In a country where the humble salt cod is almost sanctified, and where they say there are at least 365 different ways to cook it, my favorite dish—as a lisboeta—is one that is claimed to have been invented in my home city. I just can’t help myself: when I see bacalhau à Brás on a menu I find it hard not to order it. It’s a complicated name—it is pronounced baka-low, to rhyme with wow, with the lh sound similar to the gl in Italian—for what is, in essence, quite a simple preparation using straightforward ingredients.

The salt cod is rehydrated until it is rendered juicy again, and the flakes of fish are separated and mixed together with crispy shoestring fries and lightly scrambled eggs. It’s a common staple in tascas—those humble little restaurants found across Portugal, that are often mom-and-pop affairs—as well as in some of the most high-end restaurants.

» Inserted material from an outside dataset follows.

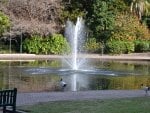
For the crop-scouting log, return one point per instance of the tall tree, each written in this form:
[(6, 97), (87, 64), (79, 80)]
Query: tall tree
[(140, 7), (102, 20)]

Bacalhau à Brás can take salt cod to another level or easily downgrade it to a salty and disappointing mash. I’ve seen outlandish versions created by some of the country’s top chefs, but I’m a puritan about it: it’s the simplicity of flavors that take me back to childhood that I crave, not a wobbling tower created from twirls of potatoes held together with fish and eggs. As a newspaper journalist, working long shifts, this was the meal that would fortify me and keep me going as the old daily print deadline began to loom.